Estimating Storage Requirements for Complete IPUMS Database

I am embarking on a project to build a system specifically designed to handle the entirety of the IPUMS databases. This includes IPUMS-USA (ACS and decennial Census data), IPUMS CPS, IPUMS International, and any other datasets that are part of the IPUMS collection.

My goal is to download all available years of data for each IPUMS dataset, including all available variables. I understand that this will result in a massive amount of data, and I am trying to estimate the storage requirements to accommodate this.

Could you please provide an estimate of the total file size for all years of uncompressed IPUMS data, with all variables included, across all the different IPUMS datasets? Additionally, do you have any recommendations for additional storage that might be required for data processing and analysis?

I appreciate your assistance and look forward to your guidance.

Thanks for your interest in IPUMS data. I don’t have a direct or definitive answer to your question; we natively use compressed formats of the data because of the massive amount of data we have. Without more clarity on your intended application of the data, I will share two general thoughts. First, given the pace at which IPUMS releases new data or incremental updates, the database you allude to would quickly become out of sync with the actual IPUMS databases; beyond missing new samples, updates to variable codes to accommodate new samples would render the two versions incompatible rather than just leaving yours with fewer variables or observations included. Second, I encourage you to read the terms of use for IPUMS data; please pay particular attention to the redistribution clauses as well as specific restrictions, particularly those around non-commercial use, for a subset of data collections.

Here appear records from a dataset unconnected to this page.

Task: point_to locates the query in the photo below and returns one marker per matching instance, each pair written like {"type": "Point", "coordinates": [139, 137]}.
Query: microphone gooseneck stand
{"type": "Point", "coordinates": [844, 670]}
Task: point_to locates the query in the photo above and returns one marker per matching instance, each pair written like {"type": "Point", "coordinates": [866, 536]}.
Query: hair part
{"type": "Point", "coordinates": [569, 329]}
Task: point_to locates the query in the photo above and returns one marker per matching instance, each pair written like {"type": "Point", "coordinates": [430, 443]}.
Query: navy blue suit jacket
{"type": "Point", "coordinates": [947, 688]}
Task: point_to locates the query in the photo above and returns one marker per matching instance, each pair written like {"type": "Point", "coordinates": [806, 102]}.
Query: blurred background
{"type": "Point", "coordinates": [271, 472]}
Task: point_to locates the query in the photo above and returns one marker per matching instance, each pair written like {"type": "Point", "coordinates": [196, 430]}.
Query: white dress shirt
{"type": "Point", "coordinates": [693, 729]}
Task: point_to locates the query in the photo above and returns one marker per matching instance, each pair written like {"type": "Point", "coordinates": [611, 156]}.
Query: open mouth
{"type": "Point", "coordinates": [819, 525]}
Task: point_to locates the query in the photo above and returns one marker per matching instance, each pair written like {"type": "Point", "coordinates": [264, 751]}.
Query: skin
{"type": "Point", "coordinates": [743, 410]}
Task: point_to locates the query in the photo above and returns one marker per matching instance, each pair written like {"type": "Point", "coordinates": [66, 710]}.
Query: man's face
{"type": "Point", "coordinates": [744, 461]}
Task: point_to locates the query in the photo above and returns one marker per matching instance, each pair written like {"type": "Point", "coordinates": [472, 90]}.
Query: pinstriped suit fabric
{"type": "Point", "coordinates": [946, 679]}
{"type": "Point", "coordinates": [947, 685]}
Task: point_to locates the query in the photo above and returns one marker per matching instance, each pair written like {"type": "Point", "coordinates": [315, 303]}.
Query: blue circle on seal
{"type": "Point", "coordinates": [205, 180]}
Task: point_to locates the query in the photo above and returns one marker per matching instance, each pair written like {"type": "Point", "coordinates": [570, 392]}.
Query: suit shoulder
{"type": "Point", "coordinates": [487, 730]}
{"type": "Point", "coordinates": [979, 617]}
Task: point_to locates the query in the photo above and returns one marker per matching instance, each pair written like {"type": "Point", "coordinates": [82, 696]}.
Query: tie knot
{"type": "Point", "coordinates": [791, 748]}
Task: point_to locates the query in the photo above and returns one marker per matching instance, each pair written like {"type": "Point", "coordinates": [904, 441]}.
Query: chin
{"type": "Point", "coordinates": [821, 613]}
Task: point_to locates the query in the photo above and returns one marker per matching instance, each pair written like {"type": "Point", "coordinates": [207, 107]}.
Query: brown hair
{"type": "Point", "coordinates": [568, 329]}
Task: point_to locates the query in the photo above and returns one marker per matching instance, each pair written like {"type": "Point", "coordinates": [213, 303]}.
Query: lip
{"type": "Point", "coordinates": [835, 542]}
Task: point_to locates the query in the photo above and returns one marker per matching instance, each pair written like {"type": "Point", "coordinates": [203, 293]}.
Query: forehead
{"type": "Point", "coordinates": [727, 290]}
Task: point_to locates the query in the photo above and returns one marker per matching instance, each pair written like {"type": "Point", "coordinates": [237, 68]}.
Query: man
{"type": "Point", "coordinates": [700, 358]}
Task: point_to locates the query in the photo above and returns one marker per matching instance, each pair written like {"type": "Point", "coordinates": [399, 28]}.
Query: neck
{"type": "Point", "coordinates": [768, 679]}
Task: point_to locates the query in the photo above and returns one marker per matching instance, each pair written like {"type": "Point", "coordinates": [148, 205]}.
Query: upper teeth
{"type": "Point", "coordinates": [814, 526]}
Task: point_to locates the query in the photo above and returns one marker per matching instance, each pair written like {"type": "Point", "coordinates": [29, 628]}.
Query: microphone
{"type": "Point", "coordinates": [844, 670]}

My interest is purely academic. However, your interface is very hard to use. Despite having software engineering experience, it is almost impossible for me to decipher how to obtain any particular dataset with your API. You have multiple required field with obscure identifier names and it’s not clear how your metadata corresponds to the datasets. Some of the examples in the docs do not work. I don’t know how other economists are able to use your API. If you allowed users to download the JSON file of the Data Extractor query instead of dat, csv, etc., then it would demystify your API. We could just copy the JSON and use it instead of having to decipher what is or isn’t needed in specific random examples in the API docs.

I understand and appreciate your organization’s robust and perfectionist ideal for every use case, but all I want to do is say the dataset I want, say the variables I want, then read it into memory for analysis. It would be easier for me to to just download the entire datasets manually, then create my own database to query the data I need. There is no practical reason for me to incrementally update everything except once a year when the next survey is released.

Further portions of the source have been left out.